Water pouring from the break flooded the Cutten parking lot, leaving several feet of standing water in places that had to be pumped out by fire trucks.
The break also left much of the lower campus, including the Townhouses, Cutten and the Huntington Gymnasium facilities and village properties near the break, without water almost all day Sunday.
“It was not a good welcome back present,” sophomore David McKenzie said. “It was inconvenient to not be able to take a shower. I walked all the way to Drake, and when I got there, they only had cold water.”
Like McKenzie, other students were not pleased with the break.
“I was inconvenienced at first since I was doing a load of laundry, but I’m not complaining, because I saw the destroyed car,” sophomore Andy Holway said.
The “destroyed car” Holway saw belongs to sophomore Julia Heymans and was one of three damaged by the flooding. The car’s electrical system was ruined by the water and according to Heymans, the University passed responsibility for the water main break – and thus the damage to her car – to the Village of Hamilton, as it was in fact a village pipe that broke.
Heymans expects that the Village will try to pass responsibility back to the school, but added that she intends to try again to get the school to pay for it, if Hamilton refuses. According to the University, the problem is still being looked into.Hamilton Community Memorial Hospital also suffered a loss of water due to the break. The hospital was left without access to potable water and was forced to purchase water coolers and ten 50 gallon jugs of water from Valley Water in order to provide drinking water.
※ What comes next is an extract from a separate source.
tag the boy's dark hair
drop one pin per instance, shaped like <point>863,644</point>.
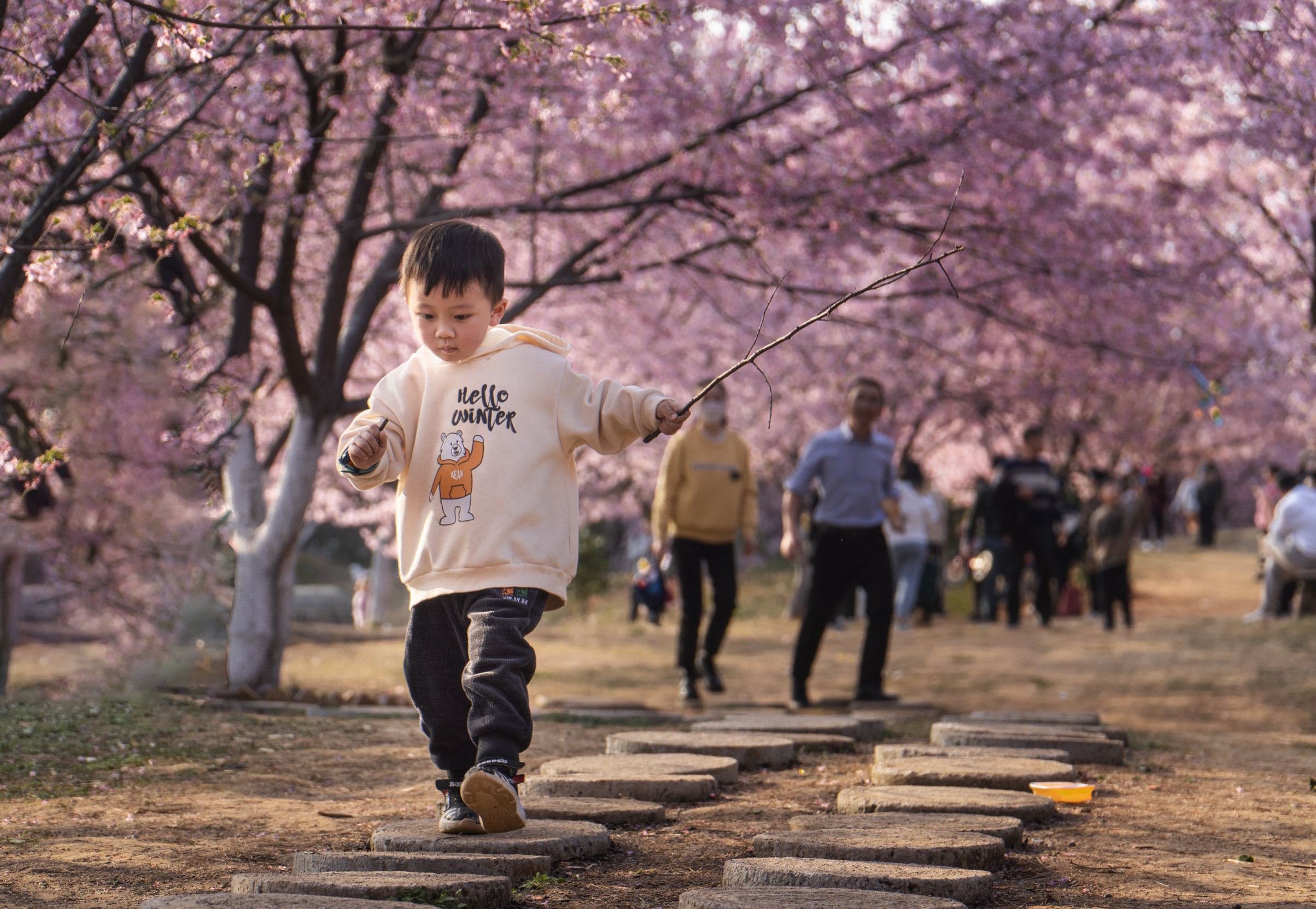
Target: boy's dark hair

The kitchen was also left without water and had to switch to a menu that did not require cooking.
In addition to the problems caused by a lack of potable water, the hospital lacked running water with which to flush toilets, leaving the toilets to be flushed by hand by the maintenance staff. The necessary water was supplied by filling 30 gallon garbage buckets from a sump pump in the basement and transported throughout the building on carts.
Nurses also complained about having to scrub their hands with alcohol instead of soap and water in order to clean them.
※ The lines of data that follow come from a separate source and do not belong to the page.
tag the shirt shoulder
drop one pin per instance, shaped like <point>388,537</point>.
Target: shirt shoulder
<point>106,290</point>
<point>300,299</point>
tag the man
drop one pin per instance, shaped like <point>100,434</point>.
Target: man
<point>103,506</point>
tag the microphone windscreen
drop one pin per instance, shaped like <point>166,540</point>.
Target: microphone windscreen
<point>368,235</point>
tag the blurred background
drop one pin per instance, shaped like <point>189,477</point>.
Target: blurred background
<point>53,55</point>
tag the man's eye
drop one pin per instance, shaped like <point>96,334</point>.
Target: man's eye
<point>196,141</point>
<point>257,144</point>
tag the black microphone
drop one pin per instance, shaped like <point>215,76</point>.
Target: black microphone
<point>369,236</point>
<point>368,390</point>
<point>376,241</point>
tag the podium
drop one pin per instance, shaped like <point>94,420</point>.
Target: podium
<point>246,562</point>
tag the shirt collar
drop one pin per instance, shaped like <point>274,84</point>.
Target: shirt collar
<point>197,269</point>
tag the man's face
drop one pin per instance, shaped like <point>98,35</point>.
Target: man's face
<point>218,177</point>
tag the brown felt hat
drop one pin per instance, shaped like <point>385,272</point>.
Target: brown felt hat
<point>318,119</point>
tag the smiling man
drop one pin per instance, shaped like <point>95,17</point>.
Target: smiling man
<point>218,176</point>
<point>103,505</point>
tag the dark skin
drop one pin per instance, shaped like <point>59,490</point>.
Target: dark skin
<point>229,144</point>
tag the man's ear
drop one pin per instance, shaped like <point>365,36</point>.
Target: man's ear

Finally, the absence of water prevented the steam boilers from running, which left much of the hospital without heat.
“If it had been colder we would have had a problem and would have had to shut down parts of the hospital,” Director of Building Services for the hospital Mike Moshier said. Thanks to the relative warmth, though, the only thing that had to be shut down was the autoclave, which sterilizes instruments for surgery.
“Fortunately, it was Sunday, and we didn’t need the operating room,” Moshier said.
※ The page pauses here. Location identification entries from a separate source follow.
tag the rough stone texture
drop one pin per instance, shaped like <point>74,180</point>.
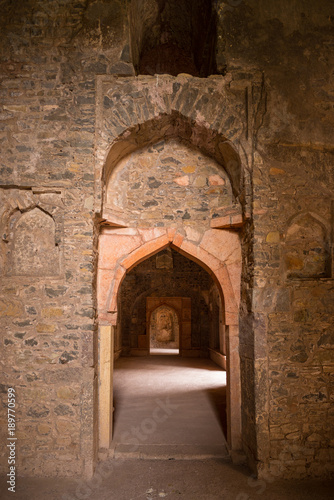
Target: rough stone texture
<point>184,279</point>
<point>166,184</point>
<point>268,122</point>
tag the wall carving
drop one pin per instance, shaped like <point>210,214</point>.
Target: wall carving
<point>164,328</point>
<point>31,228</point>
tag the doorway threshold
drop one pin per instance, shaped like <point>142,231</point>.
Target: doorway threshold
<point>169,452</point>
Still, Moshier was satisfied with the effectiveness of the hospital’s response to the crisis.
“We have plans in place we go to, and that was the plan,” he said. “It was very successful. We still took care of all the patients.”
The water main break also provided a learning experience for hospital staff.
“We are looking for an alternate source of water for steam heat – possibly a well – as a result of this,” Moshier said.
The break has since been repaired and the water supply restored to affected areas.